In Nav2 SmacPlanner, this appears directly in:

motion_model_for_search: DUBIN
# or
motion_model_for_search: REEDS_SHEPP

Choose DUBIN when reverse motion is not allowed by platform or policy. Choose REEDS_SHEPP when reverse maneuvers are acceptable and tight-space performance matters more than search simplicity.

How this maps to real robots

  • Differential-drive AMR in wide warehouse aisles: NavFn or Smac can both work; the controller often matters more than the motion model.
  • Car-like robot or tugger with limited steering: Smac with a realistic turning radius matters a lot.
  • Forklift / parking-style behavior: Reeds-Shepp is often the right search model, because reversing is part of the task, not a failure.

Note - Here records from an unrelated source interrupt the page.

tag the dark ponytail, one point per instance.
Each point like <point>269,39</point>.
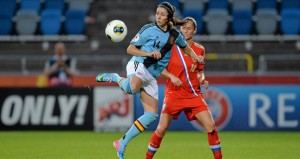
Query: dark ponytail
<point>173,21</point>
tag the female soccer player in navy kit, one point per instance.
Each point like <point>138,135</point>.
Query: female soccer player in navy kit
<point>151,49</point>
<point>183,94</point>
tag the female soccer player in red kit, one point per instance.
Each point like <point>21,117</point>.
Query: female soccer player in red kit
<point>183,94</point>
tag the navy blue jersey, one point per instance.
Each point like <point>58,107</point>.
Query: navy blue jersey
<point>151,38</point>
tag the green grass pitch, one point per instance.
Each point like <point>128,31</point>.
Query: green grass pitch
<point>176,145</point>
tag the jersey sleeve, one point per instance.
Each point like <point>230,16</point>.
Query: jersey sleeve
<point>200,50</point>
<point>140,38</point>
<point>180,41</point>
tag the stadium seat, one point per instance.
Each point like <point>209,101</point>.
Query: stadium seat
<point>8,7</point>
<point>218,4</point>
<point>75,22</point>
<point>266,21</point>
<point>34,5</point>
<point>241,22</point>
<point>55,4</point>
<point>285,4</point>
<point>6,23</point>
<point>197,14</point>
<point>242,4</point>
<point>266,4</point>
<point>26,22</point>
<point>193,4</point>
<point>290,21</point>
<point>217,21</point>
<point>79,5</point>
<point>50,23</point>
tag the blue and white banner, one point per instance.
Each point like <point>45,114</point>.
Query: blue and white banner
<point>244,107</point>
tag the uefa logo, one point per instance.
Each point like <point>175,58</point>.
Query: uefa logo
<point>220,107</point>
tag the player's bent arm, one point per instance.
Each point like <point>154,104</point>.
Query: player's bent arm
<point>175,80</point>
<point>192,54</point>
<point>202,80</point>
<point>133,50</point>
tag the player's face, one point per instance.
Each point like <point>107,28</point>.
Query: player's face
<point>59,50</point>
<point>188,30</point>
<point>161,17</point>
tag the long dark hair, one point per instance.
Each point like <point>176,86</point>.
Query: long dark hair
<point>173,21</point>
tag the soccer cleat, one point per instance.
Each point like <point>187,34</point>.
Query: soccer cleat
<point>108,77</point>
<point>120,151</point>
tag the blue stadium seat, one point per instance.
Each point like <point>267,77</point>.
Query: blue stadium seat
<point>218,4</point>
<point>6,23</point>
<point>242,4</point>
<point>197,15</point>
<point>290,21</point>
<point>217,21</point>
<point>241,22</point>
<point>193,4</point>
<point>290,4</point>
<point>79,5</point>
<point>8,7</point>
<point>34,5</point>
<point>266,4</point>
<point>75,22</point>
<point>55,4</point>
<point>50,23</point>
<point>26,22</point>
<point>266,21</point>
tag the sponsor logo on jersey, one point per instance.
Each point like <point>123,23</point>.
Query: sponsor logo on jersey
<point>220,107</point>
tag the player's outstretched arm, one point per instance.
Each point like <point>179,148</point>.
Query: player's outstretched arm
<point>193,55</point>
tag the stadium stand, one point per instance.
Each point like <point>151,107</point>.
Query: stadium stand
<point>50,23</point>
<point>79,5</point>
<point>266,21</point>
<point>34,5</point>
<point>75,22</point>
<point>26,22</point>
<point>217,21</point>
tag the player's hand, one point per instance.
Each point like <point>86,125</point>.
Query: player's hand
<point>205,83</point>
<point>176,81</point>
<point>199,59</point>
<point>156,54</point>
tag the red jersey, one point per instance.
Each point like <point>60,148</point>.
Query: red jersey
<point>183,67</point>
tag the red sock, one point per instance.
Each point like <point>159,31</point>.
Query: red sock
<point>154,144</point>
<point>215,144</point>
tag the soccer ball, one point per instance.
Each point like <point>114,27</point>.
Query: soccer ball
<point>116,30</point>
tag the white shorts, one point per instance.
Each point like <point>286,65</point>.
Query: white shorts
<point>134,68</point>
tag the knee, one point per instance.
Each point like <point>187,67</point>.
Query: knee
<point>210,127</point>
<point>161,131</point>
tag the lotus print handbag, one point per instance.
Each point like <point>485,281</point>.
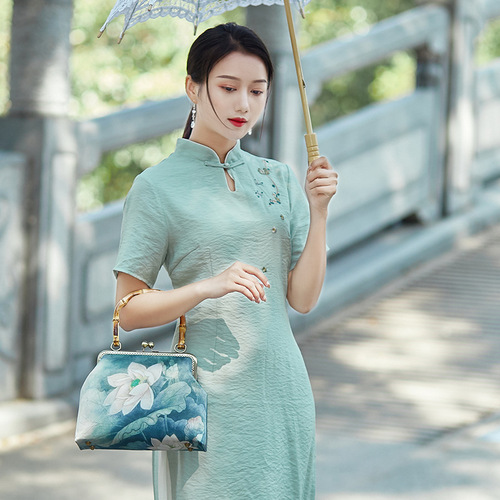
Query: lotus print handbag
<point>145,400</point>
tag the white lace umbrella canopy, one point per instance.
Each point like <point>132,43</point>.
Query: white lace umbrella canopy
<point>197,11</point>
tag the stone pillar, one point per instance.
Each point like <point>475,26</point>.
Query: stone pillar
<point>466,25</point>
<point>38,127</point>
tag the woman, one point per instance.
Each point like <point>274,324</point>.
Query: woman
<point>239,239</point>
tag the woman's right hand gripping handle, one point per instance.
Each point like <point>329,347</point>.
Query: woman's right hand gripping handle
<point>156,309</point>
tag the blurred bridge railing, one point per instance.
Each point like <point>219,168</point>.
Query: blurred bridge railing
<point>393,157</point>
<point>425,157</point>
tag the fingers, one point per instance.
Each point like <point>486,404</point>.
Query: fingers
<point>320,163</point>
<point>250,281</point>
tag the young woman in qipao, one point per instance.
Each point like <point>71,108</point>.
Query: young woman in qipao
<point>240,239</point>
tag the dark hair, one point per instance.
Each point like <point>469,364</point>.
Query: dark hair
<point>216,43</point>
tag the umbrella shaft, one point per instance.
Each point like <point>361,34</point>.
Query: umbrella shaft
<point>311,140</point>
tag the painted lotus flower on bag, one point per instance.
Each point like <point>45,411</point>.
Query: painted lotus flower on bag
<point>142,402</point>
<point>132,388</point>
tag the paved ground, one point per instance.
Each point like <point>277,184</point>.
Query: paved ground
<point>407,390</point>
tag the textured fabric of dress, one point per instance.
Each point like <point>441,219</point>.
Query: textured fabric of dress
<point>261,421</point>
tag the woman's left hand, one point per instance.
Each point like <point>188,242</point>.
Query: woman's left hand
<point>321,184</point>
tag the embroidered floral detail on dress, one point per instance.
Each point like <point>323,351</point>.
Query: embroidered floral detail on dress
<point>275,198</point>
<point>258,193</point>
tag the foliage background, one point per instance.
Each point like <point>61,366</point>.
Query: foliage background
<point>149,64</point>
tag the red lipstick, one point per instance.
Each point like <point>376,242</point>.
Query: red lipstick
<point>238,122</point>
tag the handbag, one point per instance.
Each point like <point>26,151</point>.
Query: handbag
<point>145,400</point>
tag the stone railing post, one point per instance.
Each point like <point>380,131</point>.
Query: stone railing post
<point>38,126</point>
<point>466,25</point>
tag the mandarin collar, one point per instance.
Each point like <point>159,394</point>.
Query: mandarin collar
<point>208,156</point>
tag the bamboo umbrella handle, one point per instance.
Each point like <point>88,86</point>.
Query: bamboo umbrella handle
<point>310,137</point>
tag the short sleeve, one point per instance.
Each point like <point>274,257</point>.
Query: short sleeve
<point>144,234</point>
<point>299,217</point>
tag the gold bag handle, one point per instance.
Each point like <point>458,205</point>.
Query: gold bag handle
<point>116,344</point>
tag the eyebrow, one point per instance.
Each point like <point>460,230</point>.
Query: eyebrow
<point>229,77</point>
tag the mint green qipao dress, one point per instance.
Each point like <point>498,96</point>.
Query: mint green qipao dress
<point>261,420</point>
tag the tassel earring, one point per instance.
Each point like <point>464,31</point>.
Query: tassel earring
<point>193,116</point>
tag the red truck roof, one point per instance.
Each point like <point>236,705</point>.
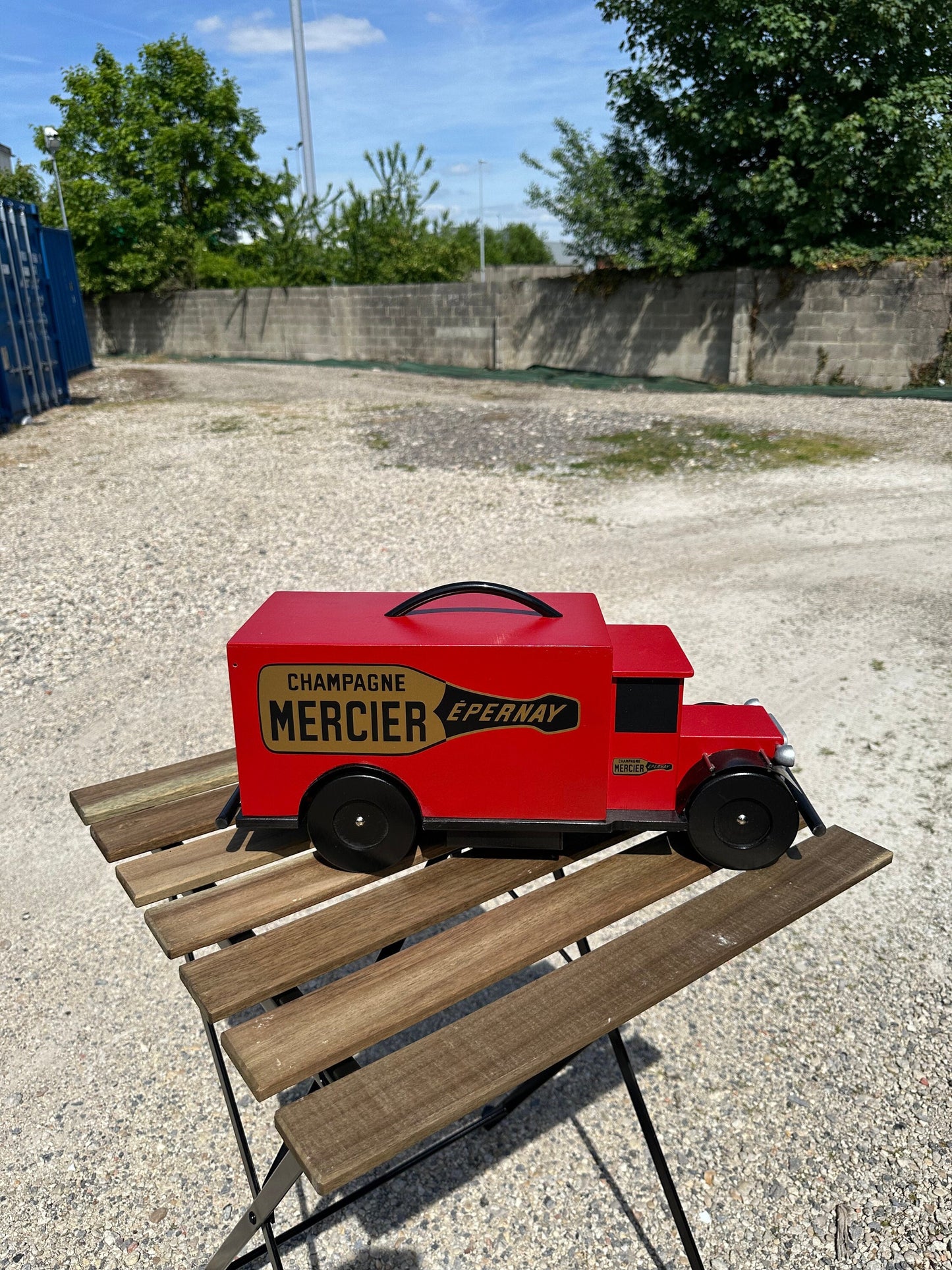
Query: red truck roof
<point>358,620</point>
<point>648,652</point>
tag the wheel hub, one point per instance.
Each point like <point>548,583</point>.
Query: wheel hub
<point>361,824</point>
<point>743,823</point>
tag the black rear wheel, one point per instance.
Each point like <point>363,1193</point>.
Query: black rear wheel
<point>362,823</point>
<point>742,819</point>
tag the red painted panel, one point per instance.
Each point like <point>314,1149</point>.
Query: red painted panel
<point>501,772</point>
<point>648,650</point>
<point>710,728</point>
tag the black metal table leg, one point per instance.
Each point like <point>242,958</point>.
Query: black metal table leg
<point>654,1146</point>
<point>648,1132</point>
<point>239,1130</point>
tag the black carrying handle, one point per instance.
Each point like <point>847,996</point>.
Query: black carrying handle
<point>462,589</point>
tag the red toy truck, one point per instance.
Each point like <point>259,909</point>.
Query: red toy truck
<point>501,720</point>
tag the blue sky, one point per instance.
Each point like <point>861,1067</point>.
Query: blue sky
<point>470,80</point>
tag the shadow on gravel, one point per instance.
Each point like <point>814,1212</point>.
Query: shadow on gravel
<point>588,1078</point>
<point>434,1180</point>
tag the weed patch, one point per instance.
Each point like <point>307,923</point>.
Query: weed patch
<point>693,445</point>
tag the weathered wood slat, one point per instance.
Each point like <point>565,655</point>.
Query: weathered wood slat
<point>225,982</point>
<point>159,785</point>
<point>277,1049</point>
<point>130,835</point>
<point>364,1119</point>
<point>198,921</point>
<point>213,857</point>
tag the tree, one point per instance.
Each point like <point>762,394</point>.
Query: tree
<point>157,167</point>
<point>771,134</point>
<point>387,237</point>
<point>613,206</point>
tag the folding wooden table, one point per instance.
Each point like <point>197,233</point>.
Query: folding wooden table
<point>204,889</point>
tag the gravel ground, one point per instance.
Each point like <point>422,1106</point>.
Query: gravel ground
<point>148,520</point>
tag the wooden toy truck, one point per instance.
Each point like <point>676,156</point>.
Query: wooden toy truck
<point>499,719</point>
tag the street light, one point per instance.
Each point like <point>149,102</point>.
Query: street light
<point>51,139</point>
<point>304,98</point>
<point>483,229</point>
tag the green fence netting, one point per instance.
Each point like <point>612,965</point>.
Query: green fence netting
<point>605,382</point>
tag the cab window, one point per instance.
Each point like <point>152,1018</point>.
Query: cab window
<point>646,705</point>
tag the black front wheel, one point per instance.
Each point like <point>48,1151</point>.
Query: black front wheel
<point>742,819</point>
<point>361,823</point>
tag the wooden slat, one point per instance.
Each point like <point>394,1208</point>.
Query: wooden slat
<point>198,921</point>
<point>130,835</point>
<point>206,860</point>
<point>159,785</point>
<point>225,982</point>
<point>277,1049</point>
<point>364,1119</point>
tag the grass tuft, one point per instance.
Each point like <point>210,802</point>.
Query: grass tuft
<point>671,445</point>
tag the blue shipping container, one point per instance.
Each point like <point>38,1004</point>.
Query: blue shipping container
<point>32,372</point>
<point>68,300</point>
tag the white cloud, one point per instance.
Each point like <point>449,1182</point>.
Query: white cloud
<point>331,34</point>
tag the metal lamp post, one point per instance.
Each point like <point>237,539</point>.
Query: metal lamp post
<point>483,227</point>
<point>304,101</point>
<point>51,139</point>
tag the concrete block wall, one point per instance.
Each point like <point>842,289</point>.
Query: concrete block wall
<point>872,330</point>
<point>673,327</point>
<point>733,326</point>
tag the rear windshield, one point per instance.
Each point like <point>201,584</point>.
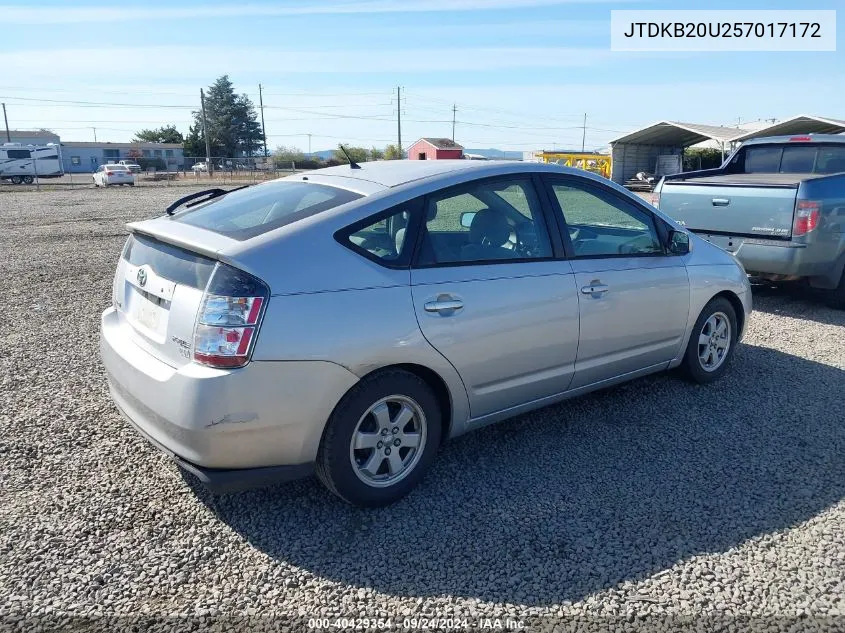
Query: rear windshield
<point>171,262</point>
<point>256,210</point>
<point>793,159</point>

Real-world use cases: where each model actually shows up

Use Dubins when forward momentum is mandatory or reverse is physically impossible:

  • Fixed-wing UAVs: the aircraft must keep forward airspeed and cannot back up in the sky.
  • Towed marine survey vessels: a ship dragging long sonar arrays avoids reverse maneuvers because backing up risks tangling or damaging the payload.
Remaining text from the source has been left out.